A Poem for our Times of Post-Brexit Labour Shortages
Charlotte Lebon
I was waiting to get off the late evening train;
I saw the tired face of a cleaner
Gathering up rubbish
And wiping all seat-tops
His eyes dark-ringed,
Glaring in exhaustion
Here is someone juggling two jobs.
I thought of all the invisble work
Office cleaning,
Shelf-stacking,
sandwich-making,
Driving a tanker from depot to fuel pumps,
Or helping an old person to the toilet
In the darkest hours of the night.
Mostly we never see those jobs;
Just expect our sandwiches and petrol to be there when we want.
Slaves used to live in cellars;
Servants in attic rooms;
The preferred mode of service silent,
And mostly out of sight,
Just there when called for,
With casual disregard of their needs and lives.
So why now are we suddenly shocked
By the disappearance of those who did the jobs
We all took for granted?
Blue–Green
Marianne Taylor
In the school art-room, we found we need blue to make green.
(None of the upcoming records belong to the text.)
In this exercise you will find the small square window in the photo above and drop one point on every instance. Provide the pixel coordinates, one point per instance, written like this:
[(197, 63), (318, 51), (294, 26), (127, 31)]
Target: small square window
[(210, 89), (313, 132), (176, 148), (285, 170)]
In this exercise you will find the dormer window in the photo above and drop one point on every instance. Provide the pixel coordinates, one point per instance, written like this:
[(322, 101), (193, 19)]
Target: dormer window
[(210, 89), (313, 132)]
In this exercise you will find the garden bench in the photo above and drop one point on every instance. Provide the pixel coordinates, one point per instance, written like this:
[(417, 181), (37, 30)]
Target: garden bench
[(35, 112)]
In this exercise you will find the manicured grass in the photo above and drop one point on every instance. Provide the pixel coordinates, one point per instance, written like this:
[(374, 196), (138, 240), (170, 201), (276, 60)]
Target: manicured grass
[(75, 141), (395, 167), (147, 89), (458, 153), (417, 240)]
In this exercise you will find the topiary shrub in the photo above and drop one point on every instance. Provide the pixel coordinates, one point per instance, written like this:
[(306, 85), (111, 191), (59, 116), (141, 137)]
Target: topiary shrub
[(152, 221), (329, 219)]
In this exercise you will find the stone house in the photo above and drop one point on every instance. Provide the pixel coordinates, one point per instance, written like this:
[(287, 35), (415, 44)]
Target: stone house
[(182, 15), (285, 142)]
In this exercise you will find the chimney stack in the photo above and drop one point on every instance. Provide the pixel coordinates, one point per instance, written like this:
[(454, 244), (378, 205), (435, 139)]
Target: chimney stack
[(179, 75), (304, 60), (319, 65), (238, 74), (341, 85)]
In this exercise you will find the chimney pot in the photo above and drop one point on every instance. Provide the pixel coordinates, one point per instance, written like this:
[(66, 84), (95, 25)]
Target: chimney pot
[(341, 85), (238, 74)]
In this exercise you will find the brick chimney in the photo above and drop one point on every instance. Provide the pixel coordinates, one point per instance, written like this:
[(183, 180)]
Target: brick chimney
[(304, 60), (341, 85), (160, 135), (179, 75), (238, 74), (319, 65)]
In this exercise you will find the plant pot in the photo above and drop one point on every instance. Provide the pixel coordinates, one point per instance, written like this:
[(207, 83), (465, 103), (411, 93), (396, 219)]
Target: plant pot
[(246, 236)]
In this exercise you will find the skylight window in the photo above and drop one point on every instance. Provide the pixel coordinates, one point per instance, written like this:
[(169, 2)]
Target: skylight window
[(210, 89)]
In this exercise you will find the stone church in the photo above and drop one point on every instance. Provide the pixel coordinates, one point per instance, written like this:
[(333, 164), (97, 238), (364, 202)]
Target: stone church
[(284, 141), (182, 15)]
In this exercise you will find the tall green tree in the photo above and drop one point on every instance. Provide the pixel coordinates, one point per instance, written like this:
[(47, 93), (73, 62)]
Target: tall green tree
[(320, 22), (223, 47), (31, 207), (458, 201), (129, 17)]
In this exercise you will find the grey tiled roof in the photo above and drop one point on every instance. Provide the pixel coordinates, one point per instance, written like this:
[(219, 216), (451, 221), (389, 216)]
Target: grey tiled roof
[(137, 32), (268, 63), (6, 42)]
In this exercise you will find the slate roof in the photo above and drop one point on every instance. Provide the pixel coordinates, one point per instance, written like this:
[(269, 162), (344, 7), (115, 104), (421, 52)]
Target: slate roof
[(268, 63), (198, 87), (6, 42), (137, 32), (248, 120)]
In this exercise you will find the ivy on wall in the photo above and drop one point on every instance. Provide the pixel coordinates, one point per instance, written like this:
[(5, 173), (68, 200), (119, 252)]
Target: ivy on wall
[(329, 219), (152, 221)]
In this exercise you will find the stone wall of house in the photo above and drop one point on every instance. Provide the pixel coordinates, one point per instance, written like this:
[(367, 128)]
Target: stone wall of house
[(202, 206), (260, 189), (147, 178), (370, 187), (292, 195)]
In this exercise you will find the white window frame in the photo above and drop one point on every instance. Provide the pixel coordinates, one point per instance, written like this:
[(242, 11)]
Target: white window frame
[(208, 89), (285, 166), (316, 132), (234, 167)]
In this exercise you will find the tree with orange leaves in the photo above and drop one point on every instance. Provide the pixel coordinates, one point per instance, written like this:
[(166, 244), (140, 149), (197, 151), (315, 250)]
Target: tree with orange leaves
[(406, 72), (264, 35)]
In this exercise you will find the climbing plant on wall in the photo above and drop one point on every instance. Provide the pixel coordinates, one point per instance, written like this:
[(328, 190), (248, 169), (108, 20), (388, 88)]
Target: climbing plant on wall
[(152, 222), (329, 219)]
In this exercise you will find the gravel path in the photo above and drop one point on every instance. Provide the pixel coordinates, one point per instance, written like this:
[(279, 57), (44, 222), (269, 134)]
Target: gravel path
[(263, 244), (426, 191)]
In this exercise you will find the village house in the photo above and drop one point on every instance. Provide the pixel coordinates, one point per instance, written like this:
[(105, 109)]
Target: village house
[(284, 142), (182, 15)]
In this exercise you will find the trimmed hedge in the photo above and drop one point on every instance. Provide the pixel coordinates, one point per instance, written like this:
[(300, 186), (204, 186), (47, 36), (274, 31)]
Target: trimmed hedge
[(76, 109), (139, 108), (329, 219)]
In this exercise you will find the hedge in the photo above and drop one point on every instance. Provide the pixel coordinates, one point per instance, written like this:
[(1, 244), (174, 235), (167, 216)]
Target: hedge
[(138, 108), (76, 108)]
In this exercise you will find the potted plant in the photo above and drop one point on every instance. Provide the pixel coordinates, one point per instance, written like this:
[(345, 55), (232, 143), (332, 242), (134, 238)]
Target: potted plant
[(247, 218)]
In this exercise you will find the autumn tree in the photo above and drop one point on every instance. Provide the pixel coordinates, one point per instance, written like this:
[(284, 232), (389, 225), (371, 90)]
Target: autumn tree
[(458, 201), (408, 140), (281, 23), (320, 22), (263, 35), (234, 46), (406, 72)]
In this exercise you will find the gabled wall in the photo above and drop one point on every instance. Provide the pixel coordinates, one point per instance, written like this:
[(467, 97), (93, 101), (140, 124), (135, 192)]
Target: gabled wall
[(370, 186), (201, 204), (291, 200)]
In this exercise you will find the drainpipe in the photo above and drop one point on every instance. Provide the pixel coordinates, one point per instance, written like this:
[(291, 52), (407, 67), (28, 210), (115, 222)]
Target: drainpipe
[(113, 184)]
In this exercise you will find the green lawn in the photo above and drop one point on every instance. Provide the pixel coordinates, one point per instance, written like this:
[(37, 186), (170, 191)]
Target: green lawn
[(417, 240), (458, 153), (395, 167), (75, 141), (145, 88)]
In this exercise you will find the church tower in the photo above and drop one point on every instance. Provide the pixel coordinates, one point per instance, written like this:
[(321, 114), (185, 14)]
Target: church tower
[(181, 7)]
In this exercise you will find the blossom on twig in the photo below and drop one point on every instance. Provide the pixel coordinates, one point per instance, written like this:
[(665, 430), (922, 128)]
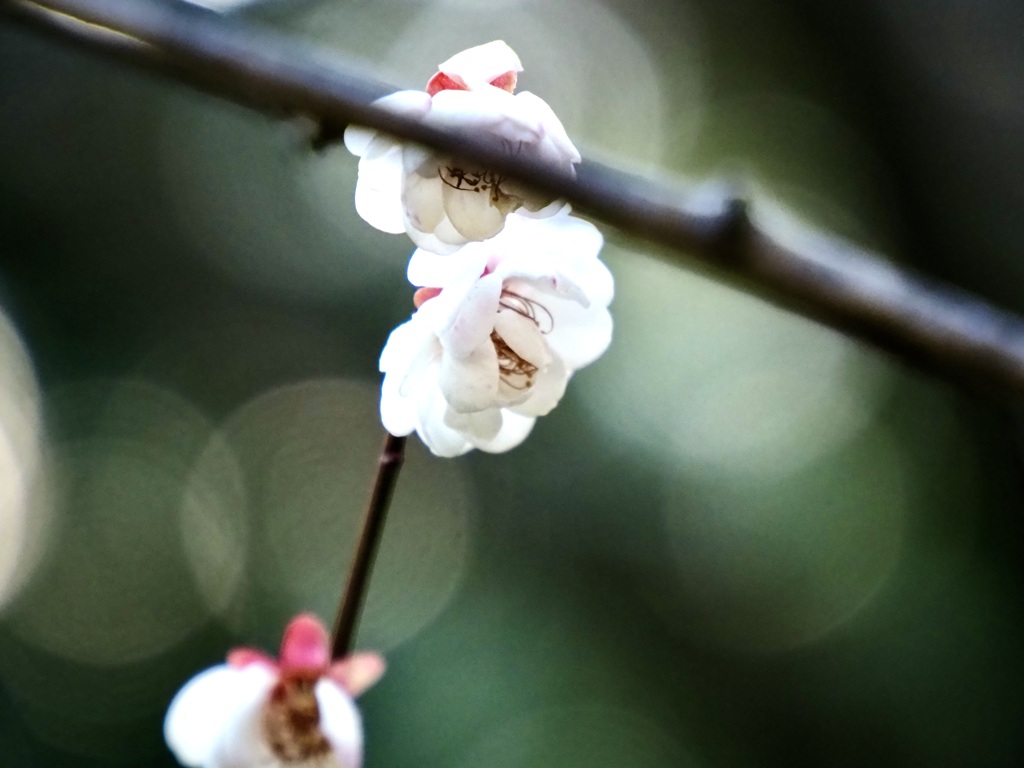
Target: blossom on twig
[(257, 711), (500, 328), (441, 202)]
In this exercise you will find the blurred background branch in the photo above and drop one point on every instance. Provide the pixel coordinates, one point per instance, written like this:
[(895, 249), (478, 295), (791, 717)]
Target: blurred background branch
[(764, 250)]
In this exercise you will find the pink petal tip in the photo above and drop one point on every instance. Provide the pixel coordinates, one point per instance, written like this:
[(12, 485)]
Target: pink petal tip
[(304, 647)]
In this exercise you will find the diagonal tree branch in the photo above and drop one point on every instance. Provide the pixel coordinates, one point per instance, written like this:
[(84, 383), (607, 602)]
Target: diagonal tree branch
[(823, 278)]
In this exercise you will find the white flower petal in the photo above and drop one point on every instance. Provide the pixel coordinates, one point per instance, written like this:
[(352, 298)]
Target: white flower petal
[(481, 426), (560, 145), (422, 200), (549, 386), (378, 190), (481, 64), (340, 723), (581, 336), (209, 706), (515, 429), (427, 268), (440, 438), (472, 322), (470, 383)]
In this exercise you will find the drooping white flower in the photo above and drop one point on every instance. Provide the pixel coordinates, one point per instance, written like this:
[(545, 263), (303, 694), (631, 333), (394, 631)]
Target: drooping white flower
[(259, 712), (443, 203), (500, 328)]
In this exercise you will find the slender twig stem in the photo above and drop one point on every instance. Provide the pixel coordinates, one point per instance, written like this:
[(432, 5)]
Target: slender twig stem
[(819, 275), (392, 456)]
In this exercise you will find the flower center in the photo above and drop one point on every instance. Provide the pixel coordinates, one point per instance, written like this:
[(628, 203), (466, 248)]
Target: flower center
[(291, 722), (513, 370), (476, 181)]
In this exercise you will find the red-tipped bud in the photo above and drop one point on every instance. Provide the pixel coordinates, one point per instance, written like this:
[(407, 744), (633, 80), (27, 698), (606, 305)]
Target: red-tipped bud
[(305, 646)]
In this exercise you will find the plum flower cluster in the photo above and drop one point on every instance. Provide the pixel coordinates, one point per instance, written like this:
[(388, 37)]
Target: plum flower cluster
[(258, 711), (512, 296)]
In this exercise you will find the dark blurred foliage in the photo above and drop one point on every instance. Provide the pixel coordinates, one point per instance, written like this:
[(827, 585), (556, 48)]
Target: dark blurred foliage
[(740, 540)]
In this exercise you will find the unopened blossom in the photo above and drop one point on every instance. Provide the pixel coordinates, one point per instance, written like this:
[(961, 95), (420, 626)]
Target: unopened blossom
[(441, 202), (500, 328), (259, 712)]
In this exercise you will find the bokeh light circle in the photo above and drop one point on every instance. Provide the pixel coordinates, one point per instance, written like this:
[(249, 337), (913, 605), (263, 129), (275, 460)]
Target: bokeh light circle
[(115, 587), (24, 517), (720, 381), (308, 454), (767, 566)]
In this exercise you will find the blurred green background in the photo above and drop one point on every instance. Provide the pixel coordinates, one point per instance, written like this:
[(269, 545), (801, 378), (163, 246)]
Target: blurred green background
[(741, 540)]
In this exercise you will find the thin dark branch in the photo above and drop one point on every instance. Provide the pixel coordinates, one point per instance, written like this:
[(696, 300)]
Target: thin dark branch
[(818, 275), (392, 456)]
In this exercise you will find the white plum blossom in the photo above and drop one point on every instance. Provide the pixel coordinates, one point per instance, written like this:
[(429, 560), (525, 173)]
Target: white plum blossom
[(500, 328), (259, 712), (443, 203)]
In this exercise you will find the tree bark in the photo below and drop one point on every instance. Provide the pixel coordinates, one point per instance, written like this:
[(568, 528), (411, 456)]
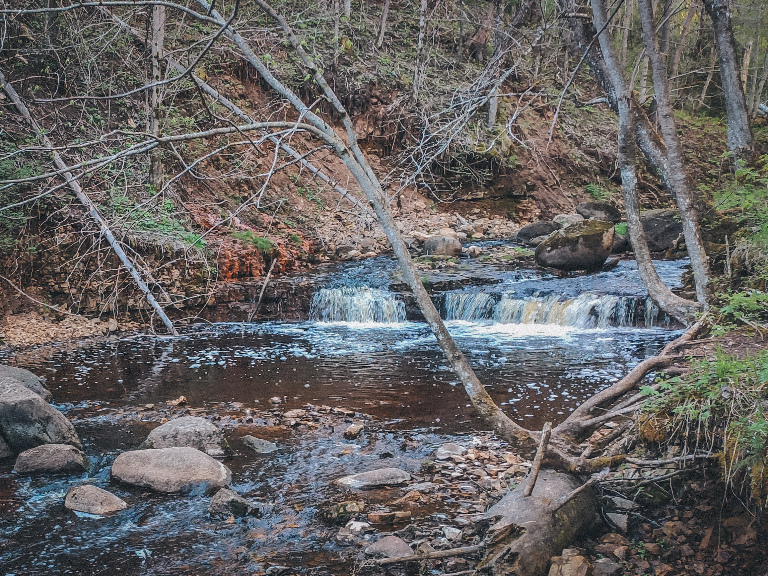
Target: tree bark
[(659, 292), (85, 201), (155, 99), (739, 131), (682, 184)]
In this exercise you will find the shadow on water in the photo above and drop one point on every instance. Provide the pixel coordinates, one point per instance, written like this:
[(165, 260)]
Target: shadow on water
[(537, 371)]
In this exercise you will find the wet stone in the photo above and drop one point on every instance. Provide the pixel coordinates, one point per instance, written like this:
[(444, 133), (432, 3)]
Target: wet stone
[(170, 469), (226, 503), (389, 547), (51, 459), (375, 478), (93, 500), (191, 431), (259, 445)]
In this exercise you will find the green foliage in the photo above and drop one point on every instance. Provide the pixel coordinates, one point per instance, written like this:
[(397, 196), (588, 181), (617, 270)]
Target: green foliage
[(720, 403), (597, 192), (263, 245)]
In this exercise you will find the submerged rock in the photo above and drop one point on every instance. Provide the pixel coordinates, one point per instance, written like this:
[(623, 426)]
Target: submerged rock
[(30, 380), (26, 420), (442, 245), (259, 445), (389, 547), (190, 431), (599, 211), (226, 503), (93, 500), (582, 246), (51, 459), (375, 478), (170, 470)]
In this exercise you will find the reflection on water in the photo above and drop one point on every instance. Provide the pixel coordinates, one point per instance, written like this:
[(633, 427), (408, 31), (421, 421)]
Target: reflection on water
[(536, 367)]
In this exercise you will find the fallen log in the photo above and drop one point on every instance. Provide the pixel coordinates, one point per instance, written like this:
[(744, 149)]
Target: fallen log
[(532, 529)]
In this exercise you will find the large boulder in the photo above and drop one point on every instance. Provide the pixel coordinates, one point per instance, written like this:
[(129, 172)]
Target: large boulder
[(581, 246), (531, 231), (27, 378), (51, 459), (442, 245), (662, 228), (599, 211), (191, 431), (93, 500), (26, 420), (179, 469)]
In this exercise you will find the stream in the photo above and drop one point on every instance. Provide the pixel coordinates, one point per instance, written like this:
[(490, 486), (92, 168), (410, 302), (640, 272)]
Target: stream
[(541, 344)]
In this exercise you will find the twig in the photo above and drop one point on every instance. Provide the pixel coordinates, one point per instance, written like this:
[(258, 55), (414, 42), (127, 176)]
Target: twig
[(534, 473), (263, 288), (432, 555)]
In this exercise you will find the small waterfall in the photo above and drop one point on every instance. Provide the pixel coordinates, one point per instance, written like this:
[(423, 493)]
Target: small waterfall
[(356, 304), (588, 310)]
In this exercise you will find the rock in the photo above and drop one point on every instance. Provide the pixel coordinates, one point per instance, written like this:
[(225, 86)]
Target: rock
[(620, 244), (606, 567), (448, 450), (662, 228), (571, 565), (342, 511), (26, 420), (259, 445), (375, 478), (582, 246), (565, 220), (353, 431), (540, 228), (226, 503), (93, 500), (621, 521), (51, 459), (599, 211), (190, 431), (442, 246), (30, 380), (389, 547), (178, 469)]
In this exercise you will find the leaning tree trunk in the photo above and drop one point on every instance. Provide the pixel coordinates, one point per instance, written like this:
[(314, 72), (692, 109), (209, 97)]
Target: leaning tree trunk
[(740, 141), (682, 184), (89, 205), (659, 292)]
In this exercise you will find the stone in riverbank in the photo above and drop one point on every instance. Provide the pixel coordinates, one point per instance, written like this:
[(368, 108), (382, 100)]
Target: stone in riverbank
[(189, 431), (170, 470), (93, 500), (375, 478), (26, 420), (30, 380), (51, 459)]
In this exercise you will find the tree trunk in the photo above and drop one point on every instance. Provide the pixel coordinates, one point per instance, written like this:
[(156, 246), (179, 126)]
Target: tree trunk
[(739, 131), (667, 301), (682, 184), (383, 23), (418, 71), (155, 98), (90, 206)]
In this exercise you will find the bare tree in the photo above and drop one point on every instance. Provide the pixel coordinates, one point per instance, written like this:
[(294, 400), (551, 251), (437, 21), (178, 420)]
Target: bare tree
[(739, 131)]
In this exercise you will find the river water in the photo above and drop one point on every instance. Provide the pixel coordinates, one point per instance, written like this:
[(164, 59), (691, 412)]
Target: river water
[(541, 345)]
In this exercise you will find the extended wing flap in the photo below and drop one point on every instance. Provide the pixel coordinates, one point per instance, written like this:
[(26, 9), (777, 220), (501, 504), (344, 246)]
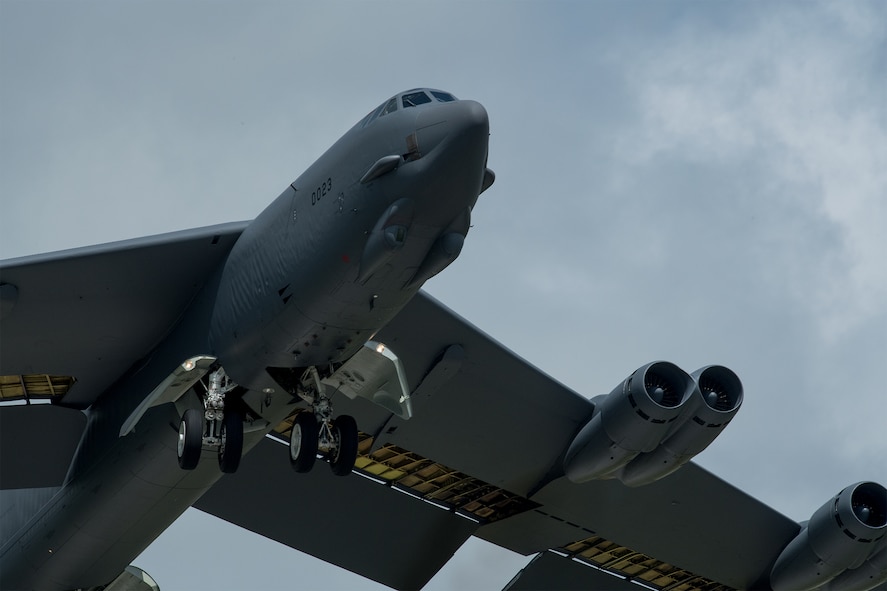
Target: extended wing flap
[(37, 442), (90, 313), (355, 523)]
But if we paid attention in science too, we’ll have seen
That when nature paints her canvas, she needs green to make blue.
O2
Released by plants and algae, soars into our atmosphere
And up here
Those molecules shatter and scatter the sun’s white light
Into a chaotic rainbow explosion that flies
Earthbound, and blue light wins the race into our eyes.
And blue reflects blue from water to sky and back again
A recursive mirror-world, but a broken mirror
With fractures and chasms that are green.
Land plants, breathing out the sky’s blueness
And its whiteness too – because they exhale the rain
Water reflects water. Fast-forward, zoom out.
A blue-green planet, wrapped up in a shape-shifting sky
In improbable flight through an infinite night.
Now, slow down, zoom in.
Between past grief and future fear, pause here
In a small place of small things, small miracles.
At the waterside, among the green, take a minute or hour
And see how the sky’s blue has been captured alive
In kingfisher feather and alkanet flower.
In wing and elytra, scale and petal and your own blue eyes.
Colour is light, but green is life, through its creations it flies
And paints the dying back to life, and thus
What’s captured is freed, and returns. This is its lesson for us.